# Cobalt blue updated photos



## Mintdahlia (Feb 3, 2021)

Here it is!  Is it a repro or legit?  I looks like it was poured into a cold mold and has some whittle.  The shoulder is making me lean towards legit.  But i really neex some help!


----------



## yacorie (Feb 3, 2021)

It’s been nuked or cooked


----------



## Mintdahlia (Feb 3, 2021)

yacorie said:


> It’s been nuked or cooked


How do you know?


----------



## nhpharm (Feb 3, 2021)

I disagree about it being nuked, but unfortunately it is a reproduction as evidenced by the extremely finely ground lip.  The embossing also points to a reproduction.  I would note, however, that it appears to be one of the nice early 1990's Chinese reproductions (the washed out cobalt color points to that) and those do have some value to collectors.


----------



## bottlecrazy (Feb 3, 2021)

Dang - tough crowd!  I don't pretend to be an expert on reproductions, etc., but it looks pretty legit to me.


----------



## nhpharm (Feb 3, 2021)

Unfortunately several of the reproductions of these Mason jars do look legit.  Like I noted, the ground lip is the best way to pick them out in my experience...take a look at the lip photo here and compare it to a normal ground lip Mason and you'll see that a normal ground lip Mason is much more coarsely ground than this.


----------



## coreya (Feb 3, 2021)

as far as I know there were no Masons patent jars with reverse hero cross in that color or size, not nuked but it is a repo. There is a couple listed in the repo section of the red book in quart and 1/2 gal with and without lettering on the reverse cross. I agree with nhpharm


----------



## LC (Feb 3, 2021)

There were quite a few of these jars reproduce and quite a few different colors but i have seen them at times bring a good bit of money usually by those that are not aware they are repops . Still pretty bottles no matter how you look at it .


----------



## Ye Olde Prospector (Feb 4, 2021)

I agree with nhpharn repro. Glass is too transparent and lack of bubbles in the jar. No apparent wear.

Cliff


----------



## yacorie (Feb 4, 2021)

Is that jar not deep purple?  I’ll admit I’m color blind but on my screen that looks like deep purple and not cobalt?


----------



## nhpharm (Feb 4, 2021)

My screen shows a fairly pale cobalt blue.


----------



## CanadianBottles (Feb 4, 2021)

Yeah I'm seeing light blue rather than purple as well, but I can see how it could come across as purple.  And I agree on the lip being too finely ground.  It's unfortunate how good the reproductions on these jars are.


----------



## UncleBruce (Feb 4, 2021)

I still love it as it has good cobalt color. The lip does have a funky looking grind on the lip, but what do I know I don't collect jars.  Question is do you like it?  Collect what you like. Like what you collect.


----------



## EvansBottles (Feb 10, 2021)

There is absolutely no doubt that it is a repro. Any colored Mason's patent jar with a cross on the back is a fake.
The one exception would be the midget pint size. Which I think is listed in amber. And possibly a few other colors other that aqua. But I don't have my Red Book handy to verify that. Of course there are real cobalt blue Mason's 1858 jars. But they are obviously extremely rare. And sell in the five figure range. And not a one of them have a cross on the back. There have been a lot of repro Mason's 1858 jars produced over the years. Beginning with the dream color
series from the 1970's. I'm sure someone is producing some form of fake 1858 jars to this day.


----------



## willong (Feb 10, 2021)

nhpharm said:


> My screen shows a fairly pale cobalt blue.


DITTO


----------



## hemihampton (Feb 10, 2021)

Everybody was saying the Base or Bottom will tell you if it's a Repro or not, SO, What is this Base Telling you???? LEON.

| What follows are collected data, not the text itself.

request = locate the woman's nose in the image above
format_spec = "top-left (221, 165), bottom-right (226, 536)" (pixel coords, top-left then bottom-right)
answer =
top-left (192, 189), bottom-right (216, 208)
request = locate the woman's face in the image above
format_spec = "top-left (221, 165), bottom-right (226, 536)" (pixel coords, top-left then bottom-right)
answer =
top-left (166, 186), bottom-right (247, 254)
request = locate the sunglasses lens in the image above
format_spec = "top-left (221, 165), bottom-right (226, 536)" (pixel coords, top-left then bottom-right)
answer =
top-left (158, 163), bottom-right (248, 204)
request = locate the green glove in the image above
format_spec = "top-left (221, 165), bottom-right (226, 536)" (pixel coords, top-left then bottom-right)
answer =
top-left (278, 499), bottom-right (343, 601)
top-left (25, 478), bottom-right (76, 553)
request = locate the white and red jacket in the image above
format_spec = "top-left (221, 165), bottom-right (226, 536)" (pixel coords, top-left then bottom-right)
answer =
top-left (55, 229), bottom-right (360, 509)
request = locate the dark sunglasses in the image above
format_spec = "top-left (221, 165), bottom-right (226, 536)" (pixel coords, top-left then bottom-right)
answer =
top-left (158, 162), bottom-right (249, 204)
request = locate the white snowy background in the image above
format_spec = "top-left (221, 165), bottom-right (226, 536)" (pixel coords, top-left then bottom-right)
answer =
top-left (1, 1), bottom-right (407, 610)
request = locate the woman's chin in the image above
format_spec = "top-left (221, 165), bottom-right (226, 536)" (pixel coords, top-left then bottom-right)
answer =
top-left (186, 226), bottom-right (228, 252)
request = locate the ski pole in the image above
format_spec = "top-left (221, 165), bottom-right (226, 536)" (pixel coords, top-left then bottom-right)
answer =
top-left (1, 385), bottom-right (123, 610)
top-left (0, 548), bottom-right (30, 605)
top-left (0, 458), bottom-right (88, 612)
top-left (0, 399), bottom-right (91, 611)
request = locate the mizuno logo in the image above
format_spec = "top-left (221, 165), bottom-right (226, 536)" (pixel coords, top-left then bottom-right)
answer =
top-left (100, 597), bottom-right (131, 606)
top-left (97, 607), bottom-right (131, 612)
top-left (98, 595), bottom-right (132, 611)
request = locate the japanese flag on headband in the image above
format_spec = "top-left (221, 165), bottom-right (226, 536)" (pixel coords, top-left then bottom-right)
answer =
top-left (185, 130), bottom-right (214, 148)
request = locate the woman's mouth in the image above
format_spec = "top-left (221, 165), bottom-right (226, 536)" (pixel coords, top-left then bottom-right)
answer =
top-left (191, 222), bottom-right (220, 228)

"Most of the repo's used the same base mold #'s on the runs and like "robby & yacorie said. "


----------



## nhpharm (Feb 11, 2021)

Leon,

Looks like the base is blank on this one but hard to tell from the photos.  A number of the repros are blank, but if it did have mold numbers, those are pretty well documented as to which ones are reproductions.


----------



## ROBBYBOBBY64 (Feb 11, 2021)

They really tried to make the lip of the jar look ground. Sanded i would guess. The bottom looks like it has no wear at all. It should have some. Look at the wear on the bottom of this masons 8 pat jar in this picture. 
ROBBYBOBBY64.


----------